0x80, 0xA8, 0x00, 0x00, 0x83, 0x00

This will return a TLV structure which you'll have to parse for the details.

TLV is a very simple concept, your data stream is divided into 3 groups a

TAG

LENGTH

and

VALUE

hence TLV,

TLV Tags can be variable length between 1 and 3 bytes long, typically though you never see greater than 2 bytes. If your first byte anded with 0x1F is greater than 31, (that is bits 6 or 7 are set) then you have a 16 bit tag, in which case you need to take the byte you just received shift it left by 8 bits, then add the next byte in the sequence.

Like wise with the next byte if anding it by 128 gives you 128 then you have a 2 byte length between 1 and 15 bits, once you have the TAG and Length the next length remaining bytes are the payload.

That payload can be nested, in fact you will most likely find TLV structures within TLV structures so a good recursive parser will need to be written.
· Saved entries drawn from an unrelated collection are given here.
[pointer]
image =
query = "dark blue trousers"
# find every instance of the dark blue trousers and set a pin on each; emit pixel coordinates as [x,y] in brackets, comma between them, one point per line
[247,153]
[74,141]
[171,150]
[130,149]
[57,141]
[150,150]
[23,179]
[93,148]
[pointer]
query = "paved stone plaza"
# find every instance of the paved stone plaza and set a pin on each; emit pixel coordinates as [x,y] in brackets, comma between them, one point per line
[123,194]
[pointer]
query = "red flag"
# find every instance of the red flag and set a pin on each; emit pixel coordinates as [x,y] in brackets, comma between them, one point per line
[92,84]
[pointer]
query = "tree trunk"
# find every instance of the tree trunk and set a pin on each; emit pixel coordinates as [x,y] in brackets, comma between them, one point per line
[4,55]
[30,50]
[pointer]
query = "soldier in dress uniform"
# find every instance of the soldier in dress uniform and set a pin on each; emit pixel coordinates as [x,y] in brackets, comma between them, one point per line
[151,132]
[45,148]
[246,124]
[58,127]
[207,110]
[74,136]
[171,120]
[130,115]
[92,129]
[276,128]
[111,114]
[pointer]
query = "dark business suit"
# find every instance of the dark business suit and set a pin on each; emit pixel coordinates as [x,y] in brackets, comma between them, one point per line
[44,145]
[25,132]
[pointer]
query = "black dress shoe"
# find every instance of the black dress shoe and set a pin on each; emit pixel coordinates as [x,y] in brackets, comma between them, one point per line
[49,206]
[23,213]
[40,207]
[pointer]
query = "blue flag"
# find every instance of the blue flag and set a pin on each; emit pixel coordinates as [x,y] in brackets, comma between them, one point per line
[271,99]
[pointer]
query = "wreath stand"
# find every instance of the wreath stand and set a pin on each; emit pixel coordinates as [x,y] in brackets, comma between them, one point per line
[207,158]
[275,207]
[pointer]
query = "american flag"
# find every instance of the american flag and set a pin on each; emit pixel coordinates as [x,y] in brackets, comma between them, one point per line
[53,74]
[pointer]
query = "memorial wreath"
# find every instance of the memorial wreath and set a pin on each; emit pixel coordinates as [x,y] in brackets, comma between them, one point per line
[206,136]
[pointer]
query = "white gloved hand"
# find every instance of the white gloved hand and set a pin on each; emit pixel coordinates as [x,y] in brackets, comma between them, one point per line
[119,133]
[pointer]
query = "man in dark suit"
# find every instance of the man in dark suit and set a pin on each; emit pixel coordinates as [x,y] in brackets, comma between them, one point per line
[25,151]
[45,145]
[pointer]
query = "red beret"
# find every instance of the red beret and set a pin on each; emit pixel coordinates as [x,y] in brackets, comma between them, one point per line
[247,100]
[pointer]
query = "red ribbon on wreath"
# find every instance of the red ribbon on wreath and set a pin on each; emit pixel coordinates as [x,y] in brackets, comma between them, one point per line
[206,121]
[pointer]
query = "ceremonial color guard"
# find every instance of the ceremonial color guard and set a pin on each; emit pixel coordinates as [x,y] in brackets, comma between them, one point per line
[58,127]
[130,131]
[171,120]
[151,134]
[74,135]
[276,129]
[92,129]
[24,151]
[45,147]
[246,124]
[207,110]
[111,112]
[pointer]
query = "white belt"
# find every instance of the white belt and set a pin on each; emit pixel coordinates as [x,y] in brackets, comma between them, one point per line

After you've parsed the data from the GPO object, you can then use this to find the actual card data, this is where you start to read things like the PAN and track2 equivalent data please note however that while there are standards in place not all of them are 100% identical. Most cards have a custom data area, also note that PIN & CVV numbers are NOT available directly from the card, instead what you will find is that in most cases there will be an encrypted PIN or CVV block, this is designed to be sent to the issuing back along with the appropriate certificate from the card , the issuer will then report if the pin entered was correct.

Some cards can do offline PIN verification however, wolfgang rankels site is full of great information of some of the various standard functions and data calls that are available, mostly on GSM Sim cards but he does cover EMV too you can find his site here :

http://www.wrankl.de/

There's a HUGE amount more to this subject than I've described here, this is just the tip of the iceberg, however since you posted this over 6 months ago I'm guessing you've possibly made some headway on your own by now, if not then I hope this helps.